Let’s hear from experts in this field, none other than Monty Python. In this scene from The Holy Grail, a monk is reading from a book of scripture:

“…First shall thou take out the holy pin. Then shall thou count to three, no more, no less. Three shall the number thou shall count, and the number of the counting shall be three. Four shall thou not count, neither count now two, excepting that thou then proceed to three. Five is right out!”

I couldn’t have said it any better.

Decision-Making and Leadership

A book that was recently introduced to me by a good friend has validated and deepened my view on leadership, how decisions get made and trust. “Why Great Leaders Don’t Take Yes For An Answer”, written by Professor Michael Roberto, speaks to the value of a decision-making process that focuses on “deciding how to decide” versus the purely efficient approach of finding the “right solution” to a problem. Focusing on the “decision-making process” has tremendous benefit around building trust in and across organizations. Why? Senior leaders rightfully see themselves as charged with making the right decisions for their organizations. They have a genetic disposition to seeing a problem and quickly identifying the solution. Isn’t this what we expect from those in charge? But what if being in charge is less about having the right answers and more about using the people around you to come up with the “best solution”? This is one of the premises of Michael Roberto’s book.

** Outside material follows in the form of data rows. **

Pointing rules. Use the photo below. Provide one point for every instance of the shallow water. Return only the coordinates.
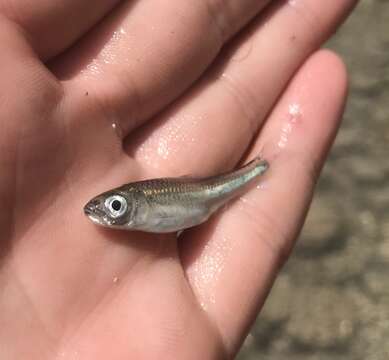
(332, 298)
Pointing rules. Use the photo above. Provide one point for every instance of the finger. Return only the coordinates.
(232, 261)
(148, 52)
(53, 25)
(30, 94)
(229, 105)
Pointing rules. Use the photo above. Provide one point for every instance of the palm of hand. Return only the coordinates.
(85, 292)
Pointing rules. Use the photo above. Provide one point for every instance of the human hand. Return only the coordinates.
(71, 290)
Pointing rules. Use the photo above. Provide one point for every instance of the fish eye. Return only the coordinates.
(116, 205)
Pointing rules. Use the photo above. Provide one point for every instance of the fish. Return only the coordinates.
(165, 205)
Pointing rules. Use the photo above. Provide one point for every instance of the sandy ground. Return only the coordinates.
(332, 298)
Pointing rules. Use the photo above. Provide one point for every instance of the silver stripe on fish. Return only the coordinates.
(170, 204)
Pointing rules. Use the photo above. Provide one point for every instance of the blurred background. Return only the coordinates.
(332, 298)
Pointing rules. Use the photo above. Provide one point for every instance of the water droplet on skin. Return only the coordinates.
(165, 144)
(294, 114)
(208, 268)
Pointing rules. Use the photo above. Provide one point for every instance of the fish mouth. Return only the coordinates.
(93, 212)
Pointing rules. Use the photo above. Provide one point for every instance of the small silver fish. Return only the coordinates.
(170, 204)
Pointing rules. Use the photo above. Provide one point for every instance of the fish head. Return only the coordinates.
(113, 209)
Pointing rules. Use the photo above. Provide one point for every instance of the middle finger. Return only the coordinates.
(147, 52)
(217, 119)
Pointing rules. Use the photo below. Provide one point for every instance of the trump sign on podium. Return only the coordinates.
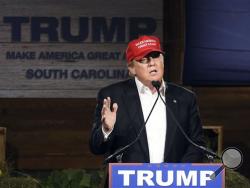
(165, 175)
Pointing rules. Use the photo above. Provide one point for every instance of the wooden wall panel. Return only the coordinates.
(48, 134)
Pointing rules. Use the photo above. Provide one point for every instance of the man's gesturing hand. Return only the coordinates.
(108, 114)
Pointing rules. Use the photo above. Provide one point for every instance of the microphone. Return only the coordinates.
(120, 151)
(210, 153)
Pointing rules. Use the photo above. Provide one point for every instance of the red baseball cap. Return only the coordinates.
(139, 48)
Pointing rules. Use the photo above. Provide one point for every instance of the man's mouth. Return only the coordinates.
(153, 72)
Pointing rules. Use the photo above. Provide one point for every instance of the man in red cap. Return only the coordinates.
(124, 107)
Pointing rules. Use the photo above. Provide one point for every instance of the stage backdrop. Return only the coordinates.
(69, 49)
(217, 42)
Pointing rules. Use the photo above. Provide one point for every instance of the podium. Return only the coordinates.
(165, 175)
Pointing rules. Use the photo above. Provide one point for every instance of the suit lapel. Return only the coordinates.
(133, 105)
(172, 104)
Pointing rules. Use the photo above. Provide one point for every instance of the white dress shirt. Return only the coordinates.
(156, 126)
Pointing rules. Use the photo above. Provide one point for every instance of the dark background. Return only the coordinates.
(53, 133)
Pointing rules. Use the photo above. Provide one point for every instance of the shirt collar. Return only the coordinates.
(142, 88)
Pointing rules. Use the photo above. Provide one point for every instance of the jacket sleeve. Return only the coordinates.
(97, 143)
(195, 133)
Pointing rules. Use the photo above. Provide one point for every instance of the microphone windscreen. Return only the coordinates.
(156, 84)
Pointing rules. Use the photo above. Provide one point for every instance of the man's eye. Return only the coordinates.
(144, 60)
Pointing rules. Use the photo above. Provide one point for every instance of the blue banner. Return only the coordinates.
(165, 175)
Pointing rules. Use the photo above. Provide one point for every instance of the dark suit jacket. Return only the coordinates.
(130, 119)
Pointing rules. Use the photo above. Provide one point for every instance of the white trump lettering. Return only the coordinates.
(165, 178)
(159, 178)
(126, 174)
(145, 175)
(204, 177)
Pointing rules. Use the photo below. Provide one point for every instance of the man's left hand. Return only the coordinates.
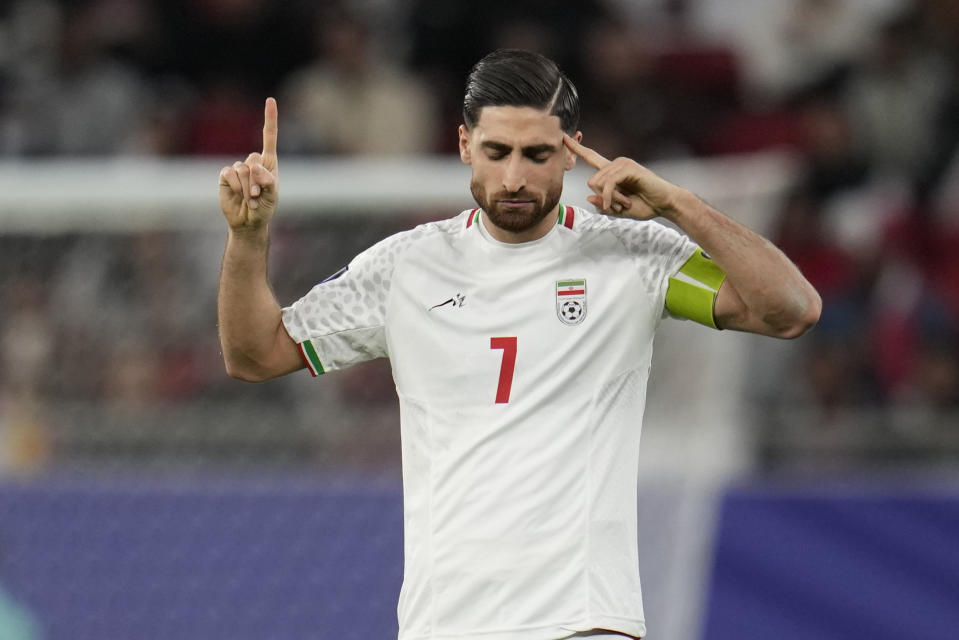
(623, 187)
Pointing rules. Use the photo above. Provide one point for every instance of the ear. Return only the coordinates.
(570, 156)
(464, 135)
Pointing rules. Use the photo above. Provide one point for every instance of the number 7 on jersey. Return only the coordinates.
(508, 345)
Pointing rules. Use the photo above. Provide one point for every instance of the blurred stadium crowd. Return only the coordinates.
(864, 93)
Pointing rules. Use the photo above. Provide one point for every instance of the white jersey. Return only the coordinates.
(521, 371)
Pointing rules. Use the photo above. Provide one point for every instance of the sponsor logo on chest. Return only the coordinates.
(571, 301)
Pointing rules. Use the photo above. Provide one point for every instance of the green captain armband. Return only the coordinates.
(692, 291)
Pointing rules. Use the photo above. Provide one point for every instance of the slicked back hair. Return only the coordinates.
(518, 78)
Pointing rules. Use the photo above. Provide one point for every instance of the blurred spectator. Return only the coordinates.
(624, 111)
(26, 354)
(350, 100)
(894, 99)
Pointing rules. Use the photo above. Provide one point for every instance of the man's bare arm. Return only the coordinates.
(763, 292)
(255, 343)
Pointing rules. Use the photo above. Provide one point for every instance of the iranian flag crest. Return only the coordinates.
(571, 301)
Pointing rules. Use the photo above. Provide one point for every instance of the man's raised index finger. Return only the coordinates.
(592, 158)
(269, 127)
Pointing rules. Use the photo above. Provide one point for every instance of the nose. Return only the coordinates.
(514, 178)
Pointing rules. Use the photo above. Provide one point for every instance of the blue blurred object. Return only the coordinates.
(842, 564)
(205, 558)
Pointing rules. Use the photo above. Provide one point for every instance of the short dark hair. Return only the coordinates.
(518, 78)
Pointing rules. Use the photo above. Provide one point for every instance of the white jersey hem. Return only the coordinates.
(630, 626)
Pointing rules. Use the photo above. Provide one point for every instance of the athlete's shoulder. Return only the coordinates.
(400, 242)
(635, 236)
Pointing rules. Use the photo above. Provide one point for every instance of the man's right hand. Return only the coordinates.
(249, 190)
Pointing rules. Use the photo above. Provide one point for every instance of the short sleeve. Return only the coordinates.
(341, 321)
(676, 271)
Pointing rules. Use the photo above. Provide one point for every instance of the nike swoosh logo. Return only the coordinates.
(442, 304)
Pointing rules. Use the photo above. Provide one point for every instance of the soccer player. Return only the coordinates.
(520, 336)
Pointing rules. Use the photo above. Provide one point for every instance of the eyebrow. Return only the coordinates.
(531, 150)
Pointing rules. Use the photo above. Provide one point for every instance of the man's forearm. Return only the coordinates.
(773, 291)
(248, 312)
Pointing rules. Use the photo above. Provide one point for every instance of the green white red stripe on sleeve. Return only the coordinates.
(311, 358)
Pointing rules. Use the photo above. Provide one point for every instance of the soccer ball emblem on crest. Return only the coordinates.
(571, 301)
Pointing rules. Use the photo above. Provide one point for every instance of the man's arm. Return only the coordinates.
(763, 292)
(255, 343)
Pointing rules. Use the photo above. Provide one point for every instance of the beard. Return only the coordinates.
(516, 221)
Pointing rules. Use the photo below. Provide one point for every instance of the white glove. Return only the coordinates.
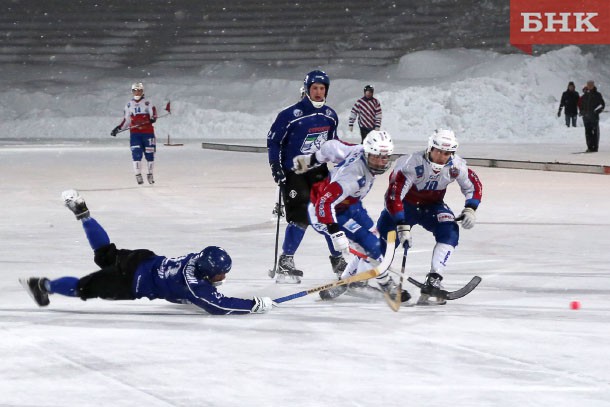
(469, 218)
(340, 242)
(303, 163)
(404, 235)
(261, 305)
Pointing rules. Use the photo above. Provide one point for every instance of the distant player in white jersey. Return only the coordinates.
(336, 203)
(138, 116)
(415, 197)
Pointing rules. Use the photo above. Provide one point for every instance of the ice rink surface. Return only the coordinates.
(541, 241)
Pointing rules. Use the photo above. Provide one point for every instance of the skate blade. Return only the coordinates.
(284, 279)
(426, 300)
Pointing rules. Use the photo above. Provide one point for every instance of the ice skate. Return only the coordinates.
(432, 293)
(391, 288)
(338, 264)
(36, 289)
(286, 272)
(333, 293)
(75, 203)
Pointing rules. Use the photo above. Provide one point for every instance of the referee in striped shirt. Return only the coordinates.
(368, 111)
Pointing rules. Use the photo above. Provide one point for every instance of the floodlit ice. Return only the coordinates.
(540, 242)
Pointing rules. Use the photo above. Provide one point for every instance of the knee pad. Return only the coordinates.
(106, 255)
(136, 153)
(447, 232)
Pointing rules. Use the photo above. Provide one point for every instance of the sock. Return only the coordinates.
(96, 235)
(292, 239)
(65, 286)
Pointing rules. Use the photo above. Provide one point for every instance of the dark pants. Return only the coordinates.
(296, 193)
(591, 133)
(364, 132)
(115, 279)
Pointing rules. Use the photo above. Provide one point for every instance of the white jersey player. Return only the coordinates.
(336, 203)
(415, 196)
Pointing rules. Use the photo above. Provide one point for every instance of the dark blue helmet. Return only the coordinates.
(214, 260)
(316, 77)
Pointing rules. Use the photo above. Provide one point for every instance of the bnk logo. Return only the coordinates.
(559, 22)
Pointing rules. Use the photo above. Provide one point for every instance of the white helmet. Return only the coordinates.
(137, 86)
(444, 140)
(378, 143)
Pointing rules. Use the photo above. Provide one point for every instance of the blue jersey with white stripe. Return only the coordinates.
(173, 279)
(300, 129)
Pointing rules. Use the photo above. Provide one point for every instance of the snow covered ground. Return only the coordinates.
(540, 243)
(483, 96)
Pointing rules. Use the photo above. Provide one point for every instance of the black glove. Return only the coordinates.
(278, 173)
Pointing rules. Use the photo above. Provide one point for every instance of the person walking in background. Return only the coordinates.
(569, 102)
(139, 116)
(368, 111)
(591, 105)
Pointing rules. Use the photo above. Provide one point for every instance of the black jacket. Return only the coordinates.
(569, 101)
(591, 104)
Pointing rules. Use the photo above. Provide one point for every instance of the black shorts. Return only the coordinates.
(297, 190)
(115, 280)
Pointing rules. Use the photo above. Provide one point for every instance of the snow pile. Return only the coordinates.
(483, 95)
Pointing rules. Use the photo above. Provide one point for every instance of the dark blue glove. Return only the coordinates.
(278, 173)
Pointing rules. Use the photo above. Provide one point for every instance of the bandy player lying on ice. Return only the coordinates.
(415, 197)
(336, 203)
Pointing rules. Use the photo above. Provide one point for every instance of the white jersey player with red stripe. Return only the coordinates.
(415, 197)
(336, 204)
(348, 183)
(414, 181)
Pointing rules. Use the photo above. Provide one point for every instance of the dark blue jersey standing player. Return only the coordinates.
(131, 274)
(301, 129)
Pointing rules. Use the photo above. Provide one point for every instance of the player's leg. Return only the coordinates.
(150, 149)
(337, 261)
(296, 199)
(137, 152)
(439, 220)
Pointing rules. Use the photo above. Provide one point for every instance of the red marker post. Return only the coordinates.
(535, 22)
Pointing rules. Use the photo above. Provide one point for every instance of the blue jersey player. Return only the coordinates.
(131, 274)
(301, 129)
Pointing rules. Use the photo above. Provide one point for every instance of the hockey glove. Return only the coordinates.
(404, 235)
(468, 218)
(261, 305)
(278, 173)
(303, 163)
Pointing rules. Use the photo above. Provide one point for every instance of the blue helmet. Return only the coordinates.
(214, 260)
(316, 77)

It makes perfect sense to solve a problem quickly when the issue is straightforward or lacks complexity. Asking for collaboration when there is no intention to consider alternatives is disingenuous and only serves to diminish trust.

However, there are many more decisions that would benefit from rigorous dialogue before coming to a decision. Cutting work force, expanding to different markets or generating new revenue streams are all examples of decisions that have many layers of complexity. In these cases, bringing the right people together having the right conversations increases the likelihood of a well thought out solution. And with the presence of honest dialogue, a higher level of trust can develop between parties.

If we find ways to encourage participation in problem solving, starting with “deciding how to decide”, our leaders and managers will be jumping out bed to get to work and participate in healthy debates. This is exciting work and gets people powerfully engaged. Not only will you get better results, but you’ll see trust in action.